ACT opposes 'divisive' plan to end veto of Māori wards in councils, described as 'racist' by Labour

ACT is opposing the Government's "deeply divisive" plan to abolish the veto of Māori wards in local councils - a policy described by Labour as "racist".

Local Government Minister Nanaia Mahuta announced on Monday the Government will introduce legislation that puts in place measures that uphold council decisions to establish Māori wards or electoral subdivisions.  

Under the current Local Electoral Act, a decision to establish a Māori ward can be overturned by a local poll with 5 percent support from ratepayers. The policy does not apply to general wards, which is why it has been labelled unfair. 

The Government plans to make immediate changes that establish transitional measures for the 2022 local elections. The second stage will develop a permanent mechanism for local authorities to consider the establishment of Māori wards.

"The current system has a different set of rules for establishing Māori and general wards and that uneven playing field needs to change," Mahuta said. "The process of establishing a ward should be the same for both Māori and general wards."

She described the ability to veto Māori wards in local councils as racist. 

Green Party Māori development spokesperson Dr Elizabeth Kerekere welcomed the Government's position to support the representation of Māori in councils, describing it as a "win". 

But ACT leader David Seymour says New Zealand's electoral system should focus on common interests and treat voters equally. He says Labour's plan for Māori wards would take New Zealand down a "divisive" path. 

Māori wards are areas where those on the Māori electoral roll vote for candidates standing in that area. It's a bit like the seven Māori electorates which Māori can choose to enrol in for the general election. 

ACT leader David Seymour.
ACT leader David Seymour. Photo credit: Getty

"ACT believes in the inherent dignity of each and every individual," Seymour said. "Making laws that give people different rights based on who their great grandparents were is fundamentally divisive."

Seymour says ACT does not believe Māori wards are necessary to achieve representation.

"We joke about this Government being undemocratic, but I never thought I'd see Labour taking away the right to vote just because they don't like people's choices."

It comes amid tension surrounding Tauranga councillors voting to introduce a Māori ward for the city in August last year, but now a petition to force a referendum against it has gained enough support to put the decision in doubt. 

A public meeting last week organised by Hobson's Pledge became heated, as spokesperson Don Brash - the former National and ACT leader - spoke out against Māori wards, calling them separatist, unnecessary and outdated. 

Since the petition against the Māori wards in Tauranga has reached enough support, it could spark a referendum which will cost the city more than $200,000. 

With the removal of the veto, councils will no longer have a barrier to introducing Māori wards, which could change the course for the 24 councils who have attempted it.
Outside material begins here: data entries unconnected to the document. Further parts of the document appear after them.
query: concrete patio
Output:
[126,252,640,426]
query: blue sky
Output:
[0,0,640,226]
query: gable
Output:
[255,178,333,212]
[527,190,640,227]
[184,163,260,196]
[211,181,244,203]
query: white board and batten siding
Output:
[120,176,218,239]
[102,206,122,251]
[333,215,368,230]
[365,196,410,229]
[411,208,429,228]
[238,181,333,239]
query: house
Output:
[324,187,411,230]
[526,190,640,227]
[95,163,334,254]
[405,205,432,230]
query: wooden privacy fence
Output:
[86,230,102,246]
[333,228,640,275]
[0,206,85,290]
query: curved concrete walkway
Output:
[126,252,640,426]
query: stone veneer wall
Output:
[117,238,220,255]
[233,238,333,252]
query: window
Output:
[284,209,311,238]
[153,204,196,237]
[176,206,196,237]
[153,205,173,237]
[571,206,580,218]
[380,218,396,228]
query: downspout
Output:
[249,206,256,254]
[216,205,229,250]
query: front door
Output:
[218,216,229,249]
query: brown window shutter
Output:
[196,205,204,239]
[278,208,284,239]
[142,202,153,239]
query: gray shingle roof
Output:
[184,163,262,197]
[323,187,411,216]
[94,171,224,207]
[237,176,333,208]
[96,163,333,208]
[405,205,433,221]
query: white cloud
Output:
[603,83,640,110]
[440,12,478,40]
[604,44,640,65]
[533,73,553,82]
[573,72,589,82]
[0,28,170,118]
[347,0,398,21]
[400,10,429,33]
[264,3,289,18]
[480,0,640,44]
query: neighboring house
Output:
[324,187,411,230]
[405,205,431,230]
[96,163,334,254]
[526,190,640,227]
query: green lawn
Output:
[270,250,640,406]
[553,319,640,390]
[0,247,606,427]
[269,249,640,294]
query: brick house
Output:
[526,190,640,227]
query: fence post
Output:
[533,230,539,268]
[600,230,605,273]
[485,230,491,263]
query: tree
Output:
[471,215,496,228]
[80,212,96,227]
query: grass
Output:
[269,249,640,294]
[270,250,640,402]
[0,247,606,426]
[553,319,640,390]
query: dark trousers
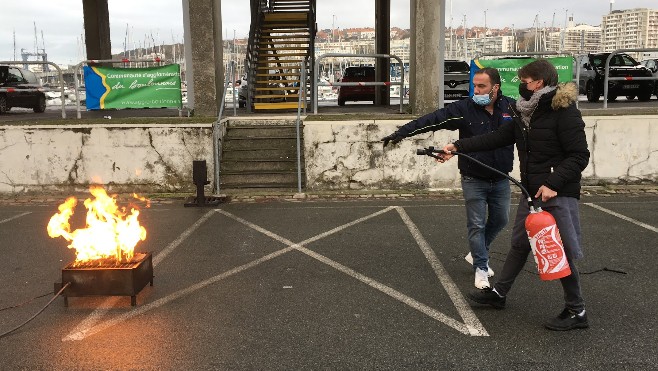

So far, only two councils have been successful. 

Where polls have been triggered by electors, all have resulted in the council's decision being overturned. Only one council-initiated poll - at Wairoa District Council in 2016 - has resulted in Māori wards being established.

Local Government Minister Nanaia Mahuta.
Local Government Minister Nanaia Mahuta. Photo credit: Newshub / Zane Small

Nine councils have decided to establish Māori wards for the 2022 local elections, joining three councils who established these at earlier elections. The Government will support these councils' decisions "to improve Māori representation".

Following Mahuta's announcement, Dr Brash described it as an "outrageous decision" that will "cost the Government votes at the next election", because "most Kiwis want nothing to do with race-based political structures". 

But Mahuta said the original policy was fundamentally unfair and hopes that New Zealanders will understand the Government's justification for stepping in. 

"This is about a fair system. Let's be really clear: in our legislation, you cannot have a citizens' initiated poll to overturn the creation of general wards or constituencies but you can for Māori wards and constituencies. On that front alone, it's very discriminatory," Mahuta told reporters. 

"I would hope that the conversation that has been had and will continue to be had through the creation of Māori wards means people will build better understandings of what it's going to take to work together."

What does National think?

National leader Judith Collins has been quiet on the issue of Māori wards because her caucus is yet to discuss it and form a consensus. 

She announced on Monday that for the first time since 2002, National will stand candidates in the Māori electorates in the general election in 2023.  

Mahuta said National has a "big challenge" ahead of them. 

"They have neglected the Māori seats for a very long time and it's very clear that they are looking for ways to try and build their profile."